Elle ne connaît pas de famille au conjureur décédé. En vérité, elle ne l'a jamais vraiment bien connu. Il n'a évoqué que très peu sa vie en Leurossia et il lui a plus raconté son travail au travers de divers contrats que sa vie personnelle. Il est tout à fait probable qu'il ait une famille sans qu'il soit mentionné cette information. Elle a eu beau être proche de lui, leur relation a toujours tourné autour des recherches de Karl plus qu'autre chose. Et elle-même ne l'a pas vraiment questionné à ce sujet. La sonnerie de son terminal DreamSphere la sort de sa réflexion. D'un simple geste, elle active le mode conversation de l'appareil accroché à son oreille droite.
— Moshi moshi?
— Hirano-san ? N'oubliez pas votre rendez-vous à l'ochaya¹ ce soir.

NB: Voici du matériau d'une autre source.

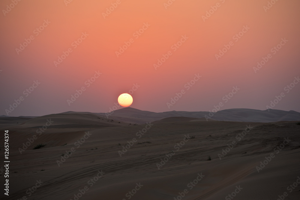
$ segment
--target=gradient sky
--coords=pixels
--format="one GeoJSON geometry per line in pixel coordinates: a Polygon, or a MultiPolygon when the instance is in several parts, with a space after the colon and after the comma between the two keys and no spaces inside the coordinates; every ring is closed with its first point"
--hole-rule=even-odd
{"type": "Polygon", "coordinates": [[[274,1],[267,10],[266,0],[177,0],[168,7],[167,0],[120,0],[104,19],[103,13],[117,1],[21,1],[10,10],[11,1],[1,1],[0,115],[7,115],[5,109],[21,96],[23,101],[9,116],[108,112],[136,84],[131,107],[142,110],[208,111],[220,102],[221,110],[265,110],[283,93],[274,109],[300,112],[300,84],[284,90],[300,76],[300,1],[274,1]],[[204,21],[202,16],[213,8],[204,21]],[[34,30],[43,24],[37,35],[34,30]],[[244,26],[250,28],[236,41],[233,37],[244,26]],[[136,38],[134,34],[143,26],[136,38]],[[88,35],[72,45],[82,33],[88,35]],[[31,36],[34,40],[17,52],[31,36]],[[188,38],[174,49],[182,36],[188,38]],[[117,57],[116,51],[132,38],[117,57]],[[274,54],[271,49],[284,38],[274,54]],[[217,60],[215,55],[231,42],[233,46],[217,60]],[[56,66],[54,61],[69,48],[72,52],[56,66]],[[154,64],[169,51],[172,55],[155,69],[154,64]],[[269,54],[272,57],[256,73],[254,67],[269,54]],[[88,87],[85,83],[95,71],[102,74],[88,87]],[[185,84],[195,74],[202,77],[187,90],[185,84]],[[26,96],[23,91],[37,80],[40,84],[26,96]],[[236,86],[240,90],[225,102],[223,97],[236,86]],[[67,100],[83,87],[85,91],[69,105],[67,100]]]}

— Irina-sama, vous n'avez pas besoin de me le rappeler. Je dois juste passer au temple avant. Je retrouverai Chin-Sun et Eun-Sun sur place.
— Je compte sur vous, Sakuya. Oh ! Et tant que j'y pense, vous avez aussi une dette à nous régler.
Un frisson parcourt l'échine de la jeune femme tandis qu'elle entend son prénom prononcé de la sorte. Elle n'a pas pensé qu'Irina se souviendrait qu'elle doit de l'argent à l'okiya². Sa voix se modifie légèrement et tremble tandis qu'elle lui répond.
— Oui bien entendu, Irina-sama. Je vous apporterai la somme dès que je l'aurai... Soyez-en assuré.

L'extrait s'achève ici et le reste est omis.